The civil action is an administrative proceeding — less severe than a lawsuit — and does not accuse Cohen of engaging in insider trading or fraud. But if the case is successful, Cohen would be prohibited from overseeing investor funds, effectively forcing him out of his current position at SAC’s helm.
Officials from the University and the Corporation did not respond to phone calls or emails Friday requesting comment on whether the case could affect Cohen’s status as a trustee.
In April, Chancellor Thomas Tisch ’76 said the arrest of Michael Steinberg, a former SAC employee, had not prompted any plans to reconsider Cohen’s position in the Corporation.
The SEC’s move is the latest in a string of insider trading investigations, many of which have targeted SAC. Prosecutors have implicated nine current or former employees, four of whom have pled guilty, over the past few years. In March, the fund paid out roughly $616 million in settlements to the federal government over two cases of insider trading.
Regulators are widely perceived to have been circling Cohen himself, and he could face further charges in the continuing investigation. But they have failed to tie him directly to insider trading.
The civil action announced Friday targets Cohen for mismanagement. “After learning about red flags indicating potential insider trading by his employees, Steven Cohen allegedly failed to follow up to prevent violations of the law,” said Andrew Ceresney, co-director of the SEC’s Division of Enforcement, in a statement.
An SAC spokesman said in a statement that the case was without merit and that Cohen “will fight this charge vigorously,” the New York Times reported.
The action focuses specifically on Cohen’s interactions with two portfolio managers, Mathew Martoma and Steinberg, who have both been charged in criminal cases. Prosecutors argue the nature of the information the portfolio managers provided Cohen should have prompted him to investigate their sources. Together, the pair’s alleged insider trading schemes yielded over $275 million for SAC in profits and averted losses.
Both alleged incidents took place in the summer of 2008. Martoma is accused of capitalizing on his relationship with a University of Michigan physician who funneled information to him about clinical trials of a drug to treat Alzheimer’s disease before it was made public. Regulators have pointed to a 20-minute phone call between Martoma and Cohen soon before Cohen began selling SAC’s stocks in Elan and Wyeth, the pharmaceutical companies that manufactured the drug. But there is no evidence that Cohen knew he was using information gleaned through allegedly improper channels.
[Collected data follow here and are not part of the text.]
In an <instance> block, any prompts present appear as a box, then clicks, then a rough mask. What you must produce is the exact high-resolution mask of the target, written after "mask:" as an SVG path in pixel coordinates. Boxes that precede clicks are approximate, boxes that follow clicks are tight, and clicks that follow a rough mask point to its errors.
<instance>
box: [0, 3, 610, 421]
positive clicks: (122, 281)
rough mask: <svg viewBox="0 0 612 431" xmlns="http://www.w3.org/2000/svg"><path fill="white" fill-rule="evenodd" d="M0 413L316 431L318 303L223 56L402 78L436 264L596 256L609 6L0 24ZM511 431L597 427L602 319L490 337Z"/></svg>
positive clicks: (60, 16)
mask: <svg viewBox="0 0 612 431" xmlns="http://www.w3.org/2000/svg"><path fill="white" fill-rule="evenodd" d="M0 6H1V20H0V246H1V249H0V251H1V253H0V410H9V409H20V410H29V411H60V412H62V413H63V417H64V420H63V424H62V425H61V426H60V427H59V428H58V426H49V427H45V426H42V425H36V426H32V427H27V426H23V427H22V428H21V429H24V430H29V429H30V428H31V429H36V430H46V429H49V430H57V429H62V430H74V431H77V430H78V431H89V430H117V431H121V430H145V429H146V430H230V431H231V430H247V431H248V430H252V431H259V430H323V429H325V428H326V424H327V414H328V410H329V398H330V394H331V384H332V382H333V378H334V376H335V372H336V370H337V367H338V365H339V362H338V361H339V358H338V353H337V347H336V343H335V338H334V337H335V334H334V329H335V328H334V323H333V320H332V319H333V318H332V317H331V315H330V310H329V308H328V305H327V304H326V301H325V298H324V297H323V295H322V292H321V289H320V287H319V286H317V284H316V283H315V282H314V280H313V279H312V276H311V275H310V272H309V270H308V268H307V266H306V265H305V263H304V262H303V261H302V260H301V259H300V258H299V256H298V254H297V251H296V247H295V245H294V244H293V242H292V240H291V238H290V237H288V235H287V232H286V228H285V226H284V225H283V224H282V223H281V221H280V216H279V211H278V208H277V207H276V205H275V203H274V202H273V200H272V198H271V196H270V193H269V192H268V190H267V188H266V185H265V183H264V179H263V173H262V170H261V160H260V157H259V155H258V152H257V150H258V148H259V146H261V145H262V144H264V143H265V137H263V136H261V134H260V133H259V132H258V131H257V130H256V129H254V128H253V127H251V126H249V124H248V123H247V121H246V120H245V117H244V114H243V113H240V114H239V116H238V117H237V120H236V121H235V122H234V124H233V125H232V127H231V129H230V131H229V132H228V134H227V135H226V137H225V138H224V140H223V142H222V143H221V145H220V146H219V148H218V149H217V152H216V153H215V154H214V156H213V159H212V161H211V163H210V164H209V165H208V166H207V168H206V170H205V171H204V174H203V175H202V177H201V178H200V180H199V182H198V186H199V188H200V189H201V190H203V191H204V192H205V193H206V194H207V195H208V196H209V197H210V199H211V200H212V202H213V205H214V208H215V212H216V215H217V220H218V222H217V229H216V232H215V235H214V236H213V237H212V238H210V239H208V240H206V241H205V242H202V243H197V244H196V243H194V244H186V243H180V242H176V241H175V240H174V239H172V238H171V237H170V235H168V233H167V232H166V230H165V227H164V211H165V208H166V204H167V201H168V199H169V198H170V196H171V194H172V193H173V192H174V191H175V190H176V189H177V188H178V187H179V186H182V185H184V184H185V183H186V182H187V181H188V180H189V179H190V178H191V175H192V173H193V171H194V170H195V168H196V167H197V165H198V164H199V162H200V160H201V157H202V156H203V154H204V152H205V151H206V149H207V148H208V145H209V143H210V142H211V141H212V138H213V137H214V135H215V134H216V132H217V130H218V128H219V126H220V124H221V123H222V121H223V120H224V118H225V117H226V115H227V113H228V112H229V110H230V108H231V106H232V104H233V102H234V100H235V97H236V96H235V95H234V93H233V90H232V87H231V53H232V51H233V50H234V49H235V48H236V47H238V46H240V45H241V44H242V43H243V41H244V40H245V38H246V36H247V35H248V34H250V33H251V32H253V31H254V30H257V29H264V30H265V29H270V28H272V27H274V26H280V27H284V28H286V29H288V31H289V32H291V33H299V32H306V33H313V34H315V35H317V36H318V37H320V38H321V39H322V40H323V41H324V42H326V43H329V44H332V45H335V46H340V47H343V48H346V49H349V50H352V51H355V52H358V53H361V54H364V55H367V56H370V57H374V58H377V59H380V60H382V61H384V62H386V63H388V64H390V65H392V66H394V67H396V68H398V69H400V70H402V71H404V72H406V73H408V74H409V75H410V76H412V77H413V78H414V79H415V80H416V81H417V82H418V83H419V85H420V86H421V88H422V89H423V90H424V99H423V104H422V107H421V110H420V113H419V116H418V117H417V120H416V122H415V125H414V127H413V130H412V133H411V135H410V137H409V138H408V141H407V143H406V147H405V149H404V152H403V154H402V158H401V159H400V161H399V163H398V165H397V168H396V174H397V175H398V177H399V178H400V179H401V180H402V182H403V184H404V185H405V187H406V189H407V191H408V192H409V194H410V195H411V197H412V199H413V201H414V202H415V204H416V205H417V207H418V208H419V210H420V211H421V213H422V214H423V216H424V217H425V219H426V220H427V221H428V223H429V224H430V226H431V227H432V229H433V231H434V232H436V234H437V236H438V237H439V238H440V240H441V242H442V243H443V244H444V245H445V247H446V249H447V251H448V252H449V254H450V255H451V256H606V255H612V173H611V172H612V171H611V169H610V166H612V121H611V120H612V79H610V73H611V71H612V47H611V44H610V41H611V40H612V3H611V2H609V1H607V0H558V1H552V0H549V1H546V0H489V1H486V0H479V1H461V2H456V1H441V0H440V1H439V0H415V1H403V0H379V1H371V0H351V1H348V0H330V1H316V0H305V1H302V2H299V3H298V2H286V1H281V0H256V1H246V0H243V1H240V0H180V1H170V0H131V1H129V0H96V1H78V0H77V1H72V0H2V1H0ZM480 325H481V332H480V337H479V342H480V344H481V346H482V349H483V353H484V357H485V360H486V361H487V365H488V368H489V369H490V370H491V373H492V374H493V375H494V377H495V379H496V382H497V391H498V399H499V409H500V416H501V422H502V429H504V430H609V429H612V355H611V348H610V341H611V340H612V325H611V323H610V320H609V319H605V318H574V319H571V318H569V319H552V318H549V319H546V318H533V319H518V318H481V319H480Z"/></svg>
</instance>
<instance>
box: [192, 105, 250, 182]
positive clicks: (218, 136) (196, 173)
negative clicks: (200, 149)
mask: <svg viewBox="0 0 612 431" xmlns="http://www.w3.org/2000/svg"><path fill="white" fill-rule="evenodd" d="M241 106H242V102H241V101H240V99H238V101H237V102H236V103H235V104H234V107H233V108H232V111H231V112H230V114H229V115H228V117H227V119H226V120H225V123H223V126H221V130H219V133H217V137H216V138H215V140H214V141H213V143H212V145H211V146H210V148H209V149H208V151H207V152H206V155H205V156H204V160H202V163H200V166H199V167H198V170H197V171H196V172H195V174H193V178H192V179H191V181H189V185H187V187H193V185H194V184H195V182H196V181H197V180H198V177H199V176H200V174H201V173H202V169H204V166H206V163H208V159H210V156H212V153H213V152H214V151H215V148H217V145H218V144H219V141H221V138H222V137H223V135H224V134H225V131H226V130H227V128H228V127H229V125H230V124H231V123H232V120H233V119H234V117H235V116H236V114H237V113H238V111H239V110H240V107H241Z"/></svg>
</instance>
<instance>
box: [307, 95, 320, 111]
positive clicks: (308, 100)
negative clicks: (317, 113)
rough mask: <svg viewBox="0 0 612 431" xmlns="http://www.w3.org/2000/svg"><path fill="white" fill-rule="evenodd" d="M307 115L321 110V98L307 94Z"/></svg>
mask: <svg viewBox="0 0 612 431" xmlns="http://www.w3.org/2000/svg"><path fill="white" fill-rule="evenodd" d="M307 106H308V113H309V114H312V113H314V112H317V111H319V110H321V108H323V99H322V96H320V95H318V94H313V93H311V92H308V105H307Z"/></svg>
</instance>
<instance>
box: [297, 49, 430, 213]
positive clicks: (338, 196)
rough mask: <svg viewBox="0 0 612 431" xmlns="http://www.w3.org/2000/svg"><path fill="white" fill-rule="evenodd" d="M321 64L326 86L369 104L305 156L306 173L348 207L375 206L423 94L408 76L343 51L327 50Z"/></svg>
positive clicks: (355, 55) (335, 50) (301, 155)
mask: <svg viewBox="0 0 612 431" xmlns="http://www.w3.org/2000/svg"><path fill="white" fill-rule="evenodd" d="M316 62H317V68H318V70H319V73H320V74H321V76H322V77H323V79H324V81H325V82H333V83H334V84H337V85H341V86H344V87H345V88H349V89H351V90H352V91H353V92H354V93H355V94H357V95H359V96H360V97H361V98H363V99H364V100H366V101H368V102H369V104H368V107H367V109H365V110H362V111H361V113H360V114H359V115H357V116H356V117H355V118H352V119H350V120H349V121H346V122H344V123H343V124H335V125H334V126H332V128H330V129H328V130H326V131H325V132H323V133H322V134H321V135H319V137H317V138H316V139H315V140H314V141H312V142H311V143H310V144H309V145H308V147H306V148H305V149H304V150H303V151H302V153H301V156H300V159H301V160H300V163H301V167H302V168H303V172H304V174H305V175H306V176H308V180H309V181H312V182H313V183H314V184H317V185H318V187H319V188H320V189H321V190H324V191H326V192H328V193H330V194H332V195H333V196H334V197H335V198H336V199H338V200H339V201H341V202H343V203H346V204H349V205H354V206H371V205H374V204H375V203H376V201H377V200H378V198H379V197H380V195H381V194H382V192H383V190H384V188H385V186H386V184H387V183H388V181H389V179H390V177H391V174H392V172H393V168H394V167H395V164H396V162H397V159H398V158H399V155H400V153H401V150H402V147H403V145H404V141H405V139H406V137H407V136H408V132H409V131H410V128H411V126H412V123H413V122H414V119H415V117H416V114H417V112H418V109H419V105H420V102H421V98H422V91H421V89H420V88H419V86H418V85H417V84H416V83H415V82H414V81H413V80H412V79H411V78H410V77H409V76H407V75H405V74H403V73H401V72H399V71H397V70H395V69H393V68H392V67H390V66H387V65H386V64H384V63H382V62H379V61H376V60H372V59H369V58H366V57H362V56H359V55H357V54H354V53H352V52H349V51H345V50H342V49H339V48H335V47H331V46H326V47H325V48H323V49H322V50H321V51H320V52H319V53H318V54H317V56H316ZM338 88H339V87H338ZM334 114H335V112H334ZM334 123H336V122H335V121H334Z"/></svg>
In the latter instance, private information about Dell’s quarterly earnings allegedly made its way to Steinberg and then to Cohen, who sold SAC’s entire position within two hours of receiving the information and congratulated Steinberg in an email later that day.
Jon Horvath, an analyst at an SAC affiliate who initially passed the information to Steinberg, has pled guilty. Martoma’s and Steinberg’s trials will begin separately in November.
The SEC has declined to comment further on potential penalties in the case against Cohen.